Doesn’t he fit the part? You’d never guess he works full time at an inner-west restaurant.
Maddy, our bartender, turned up fashionably late and fashionably gloved. But I would expect nothing less from our Mads.
She too, was somewhat inappropriately dressed for the occasion, but decided the manure might be a good pedicure for her feet…
Still smiling after a hard day’s yakka.
But it wasn’t just staff that got their hand’s dirty.
Here’s my husband with one of his roots…
Does anybody else support me in a beard trim? It is like making out with a woolly mammoth. An aging woolly mammoth. Look at that grey in his beard people!
My belly button and I got amongst the action…
I also managed to wear the biggest hat in the world. It was like walking around with a UFO on my head.
At some point, pants became an unnecessary item…at least for some.
And don’t worry, it wasn’t just all work, work, work, we gave ’em a few minutes off for R&R.
In addition to a two-year old, we also had to garden with our other brother’s young pup, Ruben. Wildly enthusiastic, but not entirely helpful some might say.

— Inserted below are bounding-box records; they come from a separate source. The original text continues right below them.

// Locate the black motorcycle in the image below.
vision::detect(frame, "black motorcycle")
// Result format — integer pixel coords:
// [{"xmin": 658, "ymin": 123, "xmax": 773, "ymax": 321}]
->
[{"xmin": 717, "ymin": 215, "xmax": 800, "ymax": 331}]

We dug, we mended, we picked, plucked, potted and planted. Autumn delights are now in the ground, the back beds are ready for our winter selections and the herb beds are filled with different and interesting varietals ready for cocktails, Andy’s desserts and as seasonings in Gregory’s dishes.
In one short day, we accomplished what would ordinarily have taken us weeks. A few of us suffered aches and pains in the days to come (I tell ya, you know you’re 6 months pregnant after a day spent in the garden folks), but any immediate discomfort was treated that evening at Arcardia Liquors in Redfern, a favourite hang out for the staff.
Gregory and I know it and we tell them too, but it doesn’t go astray to make it public every now and again, that we’ve got a pretty excellent staff at Hartsyard.
Thanks gang, your worker bee efforts were truly, greatly appreciated.